A ses dires, aujourd’hui Brussels Airlines en est à sa seconde faillite. Mais les autorités belges ne l’ont pas abandonnée pour autant. Elle est partie de la Sabena, en passant par SN Brussels. Son actionnaire majoritaire est la compagnie allemande LUFTHANSA qui détient plus de 30% du capital.

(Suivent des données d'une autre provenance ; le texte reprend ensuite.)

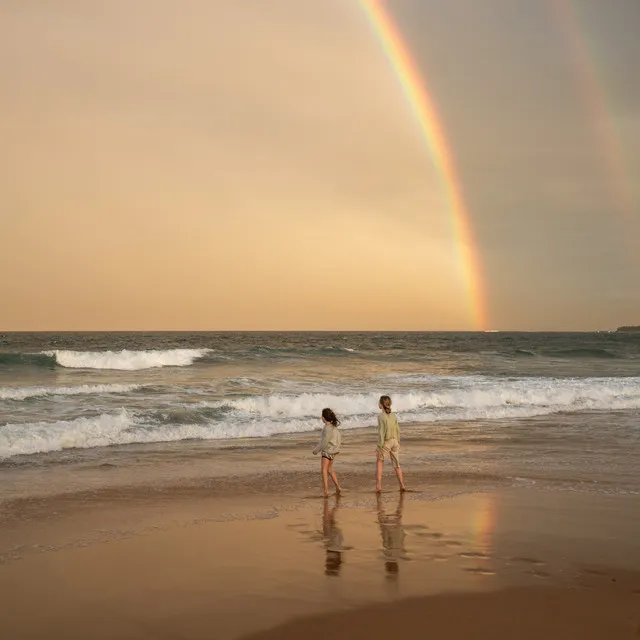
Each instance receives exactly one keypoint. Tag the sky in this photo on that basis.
(254, 165)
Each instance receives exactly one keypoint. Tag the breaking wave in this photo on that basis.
(126, 360)
(474, 398)
(24, 393)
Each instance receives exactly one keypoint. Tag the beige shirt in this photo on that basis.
(330, 441)
(388, 428)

            Partout ailleurs dans le monde de l’aviation civile, des rassemblements s’opèrent pour la constitution de grands groupes commerciaux capables de faire face à la rude concurrence en offrant de meilleurs services à leurs clientèles. Ce qui est valable ailleurs peut aussi l’être en RDC, à condition qu’il y ait une volonté politique clairement affichée. Enfin,  il sied de noter que la création de nouvelles compagnies performantes s’opère avec des compagnies existantes et non pas ex nihilo ».

            Du côté politique, les observateurs avisés notent un rapprochement de la Rdc avec la France dans le domaine des transports. En effet, la compagnie urbaine de Transport TRANSCO a été confiée aux Français de la même manière que Bolloré lorgne vers la Société congolaise des transports et des ports, ex-Onatra. L’on ne serait pas surpris de voir Air France convoler en justes noces avec Lac.

            Un fait à signaler, à toutes les audiences accordées aux dirigeants des compagnies aériennes étrangères, on note une absence notoire de leurs collègues des Lignes aériennes congolaises, de même que celle des responsables de L’AAC. Quid ?                                   KIMP

One Comment

  1. Bien,je voulais dire tout simplement que vous ne comprenez rien de tout ce qui se passe.
    Surtout,le syndicaliste et le soit-disant expert de la AAC.
    Il ne s’agit pas de LAC SUITE mais,plutôt d’une nouvelle compagnie.Donc, au syndicaliste, surtout celui-ci …cité ci-haut et connu par ses méthodes, …qui a depuis endormi le personnel,de chercher à sauvegarder ce qui l’est encore.
    Au soit-disant expert : qu’il sachent qu’il n’ai pas le premier à connaitre cette HISTOIRE de cabotage,… ses amis experts … et conseillers de Matata connaissent cela.
    Sinon qu’il me dise par quelle formule KORONGO AIrlines exploite en RDC parcequ’il connait très bien que c’est un prolongement de SN Brussels.
    Ils ne sont les seuls à connaitre les tenants et les aboutissants des choses.
    Bref, ils sont de mauvaises foi.